- Born: 1989 (age 36–37) Talalla, Southern Province, Sri Lanka
- Education: Matara Central College, Matara
- Occupations: endurance swimmer, airforce officer
- Known for: Asian record holder for swimming across the Palk Strait
- Allegiance: Sri Lanka
- Branch: Sri Lanka Air Force
- Service years: 2008-Present
- Rank: Corporal

= Roshan Abeysundara =

Sri Lankan aircraftman and swimmer

Roshan Abeysundara is a Sri Lankan airman and swimmer, who also currently holds the Asian record for swimming across the Palk Strait as of April 2021.

== Swimming career ==
Roshan pursued his career in competitive swimming as a schoolboy at the Matara Central College where he also completed his primary and secondary education. He has also obtained level II standard from Sri Lanka Life Saving, the national body for life saving and water safety related activities in Sri Lanka. He underwent training from the veteran Sri Lankan swimmer Julian Bolling. He is currently affiliated as a Level III swimming instructor with the American Swimming Coaches Association.

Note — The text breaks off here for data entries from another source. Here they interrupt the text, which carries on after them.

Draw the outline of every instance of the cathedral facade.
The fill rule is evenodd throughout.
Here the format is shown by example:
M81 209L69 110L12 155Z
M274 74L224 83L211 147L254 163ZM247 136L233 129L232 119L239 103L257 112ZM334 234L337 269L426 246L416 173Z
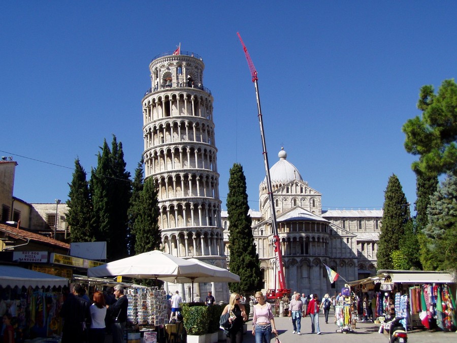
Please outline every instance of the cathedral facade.
M323 210L321 194L303 180L283 149L278 157L270 174L287 288L322 297L339 292L343 278L352 281L375 274L382 211ZM279 287L266 182L266 178L259 187L259 210L249 212L264 291ZM230 267L227 214L222 212ZM330 283L324 264L340 275L336 283Z

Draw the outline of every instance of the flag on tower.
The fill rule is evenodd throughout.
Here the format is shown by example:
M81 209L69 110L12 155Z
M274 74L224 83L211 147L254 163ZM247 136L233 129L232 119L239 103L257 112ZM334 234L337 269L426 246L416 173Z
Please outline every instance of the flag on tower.
M176 49L176 50L175 50L174 51L174 52L173 52L173 54L174 55L179 55L179 53L181 52L180 50L181 50L181 43L180 43L179 46L178 46L178 48Z
M325 268L327 269L327 274L329 275L329 278L330 279L330 282L333 284L335 281L338 279L338 277L339 277L340 274L333 269L332 269L327 265L324 264L324 265L325 266Z

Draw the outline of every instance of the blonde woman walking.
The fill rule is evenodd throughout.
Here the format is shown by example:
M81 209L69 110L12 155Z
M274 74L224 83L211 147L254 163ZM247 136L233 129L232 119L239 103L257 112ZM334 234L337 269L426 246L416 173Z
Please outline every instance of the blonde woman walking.
M241 297L238 293L232 293L228 304L224 307L222 315L230 314L228 322L232 324L227 335L227 343L241 343L243 341L243 325L248 320L244 305L240 303Z
M276 333L271 304L265 301L262 292L255 292L255 300L257 303L253 307L252 335L255 337L255 343L270 343L272 332Z

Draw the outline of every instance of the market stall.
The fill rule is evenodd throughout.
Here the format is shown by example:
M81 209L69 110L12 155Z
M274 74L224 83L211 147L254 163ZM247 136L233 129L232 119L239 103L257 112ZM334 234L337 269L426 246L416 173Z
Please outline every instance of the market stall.
M62 288L68 283L63 277L0 265L0 315L13 316L16 342L60 334Z
M451 330L457 325L454 280L444 272L381 270L376 276L349 284L361 298L365 291L375 301L375 317L381 321L401 317L408 329Z

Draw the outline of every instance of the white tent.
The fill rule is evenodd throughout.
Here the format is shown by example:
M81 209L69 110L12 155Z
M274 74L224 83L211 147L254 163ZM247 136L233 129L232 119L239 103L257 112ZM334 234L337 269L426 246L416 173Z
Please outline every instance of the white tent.
M17 266L0 265L0 285L3 287L58 287L68 286L68 279Z
M172 276L213 276L215 273L210 268L158 250L143 253L87 269L89 276L122 275L161 280Z

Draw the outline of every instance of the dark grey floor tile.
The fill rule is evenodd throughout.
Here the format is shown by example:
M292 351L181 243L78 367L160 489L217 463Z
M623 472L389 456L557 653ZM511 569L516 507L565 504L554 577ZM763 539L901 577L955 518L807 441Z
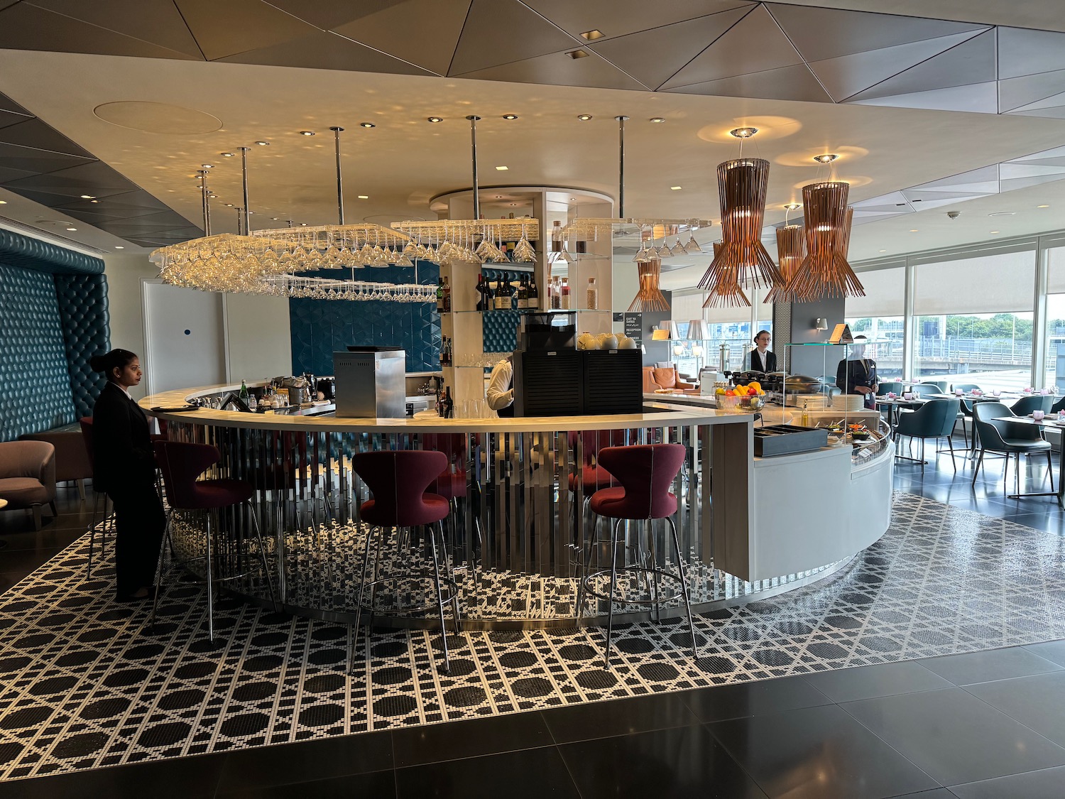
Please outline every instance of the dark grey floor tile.
M1065 796L1065 767L952 785L950 790L958 799L1061 799Z
M683 696L701 721L764 716L798 707L832 704L829 697L802 676L718 685L690 690Z
M228 752L219 790L325 780L391 769L392 735L382 732L341 735L298 744Z
M954 685L971 685L985 683L989 680L1043 674L1048 671L1061 671L1065 668L1021 647L929 657L917 663L949 680Z
M219 790L216 799L310 799L310 797L314 799L351 799L351 797L389 799L389 797L396 795L394 773L389 769L289 785Z
M939 787L836 705L707 727L770 797L880 799Z
M965 689L1065 747L1065 671L979 683Z
M1039 657L1053 661L1059 666L1065 666L1065 640L1047 641L1046 643L1029 643L1025 647L1029 652L1034 652Z
M951 683L914 661L820 671L804 678L833 702L951 687Z
M580 797L561 754L553 746L397 768L395 777L399 799Z
M839 706L940 785L1065 765L1065 749L961 688Z
M201 799L214 796L224 755L206 754L0 782L0 799Z
M539 712L392 731L396 768L536 749L552 744L551 732Z
M702 724L567 744L559 751L583 799L766 796Z

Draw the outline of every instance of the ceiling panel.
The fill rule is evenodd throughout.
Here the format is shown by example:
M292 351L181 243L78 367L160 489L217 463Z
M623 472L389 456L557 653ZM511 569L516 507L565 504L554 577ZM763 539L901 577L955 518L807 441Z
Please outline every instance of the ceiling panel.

=== Palk Strait expedition ===
On 10 April 2021, Roshan intended to swim across Palk Strait starting from the point of Talaimannar at around Sri Lankan local time 2 am. He reached Danushkodi and in vice versa he swam from Danushkodi to Talaimannar covering distance of about 59.3 km with a record timing of 28 hours and 19 minutes. He also broke the 50 year old Asian record for completing Palk Strait expedition within a short time surpassing the record of 51 hours set in 1971 by fellow Sri Lankan swimmer V. S. Kumar Anandan.

== Air force career ==
He joined the Sri Lanka Air Force in 2008 as an Airman. He was of the rank of Leading aircraftman in 2021 at the time of his swim across Palk Strait. His expedition received adequate support and guidance from the Commander of the Air Force Sudarshana Pathirana and following his accomplishment he was promoted to the rank of Corporal.